This page was archived on October 2020.


North Africa

42 - Egypt

Grade: C-
Unity 3/5
Resources 1/5
Strategy 2/5
Impact 1/5
Total 7/20
Scorecard 2013: B- (12/20)
Scorecard 2014: C+ (8/20)
Scorecard 2015: C (8/20)

While Egypt’s crackdown continued and its economic prospects weakened, the EU increasingly accepted the regime as a security partner

There was little change in Egypt’s political trajectory, but there was a shift in its relations with Europe, as diplomatic contacts with the regime increasingly returned to normal. While the EU remained notionally committed to Egypt’s transition to democracy, the priority of its largest member states was to bolster security and economic ties with the country.

Egyptian President Sisi visited Germany, Hungary, and the UK, while French President François Hollande attended the opening of a new channel in the Suez Canal, and many EU member states attended a high-profile development conference in Egypt. This growing engagement did not reflect any moderation in Sisi’s crackdown on political opponents and civil society. The government maintained its repressive stance, and the carefully timed amnesty for activists before Sisi’s visit to the UN General Assembly was followed by further arrests. 

EU policy on Egypt reflected the perceived value of the country’s regime as a security partner at a time of spreading regional conflict and growing terrorist threats to Europe. Yet Egypt under Sisi, while not in a full-blown crisis, is far from stable. The insurgency in Sinai continues unabated, led by a jihadist group that has declared its allegiance to ISIS, and terrorists showed they could strike in the tourist centre of Sharm el-Sheikh and in Cairo. Fringe elements of the outlawed Muslim Brotherhood movement appeared to drift further towards violence.

European businesses were involved in major deals in Egypt’s energy sector and arms sales, while wider EU hopes of supporting economic renewal in the country appeared to weaken.
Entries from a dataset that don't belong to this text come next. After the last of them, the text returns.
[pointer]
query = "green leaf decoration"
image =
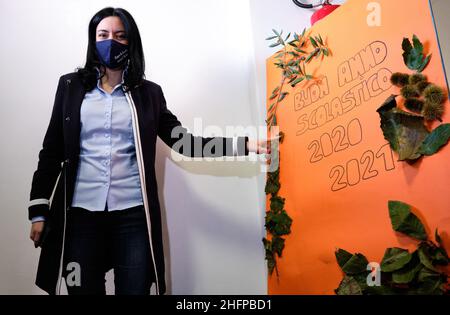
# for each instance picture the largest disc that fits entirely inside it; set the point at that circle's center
(273, 183)
(404, 131)
(426, 274)
(394, 259)
(277, 203)
(356, 264)
(408, 272)
(435, 140)
(348, 286)
(278, 245)
(413, 55)
(404, 221)
(278, 223)
(342, 257)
Sisi’s faith in a few spectacular “mega-projects” was an inadequate substitute for a more complete economic vision that would provide jobs and improve living conditions. Long-delayed parliamentary elections finally took place, but the low turnout of 28 percent reflected scepticism about prospects for meaningful change. Egypt shows little sign of positive progress, and European policy does not extend beyond a reactive acceptance of the status quo.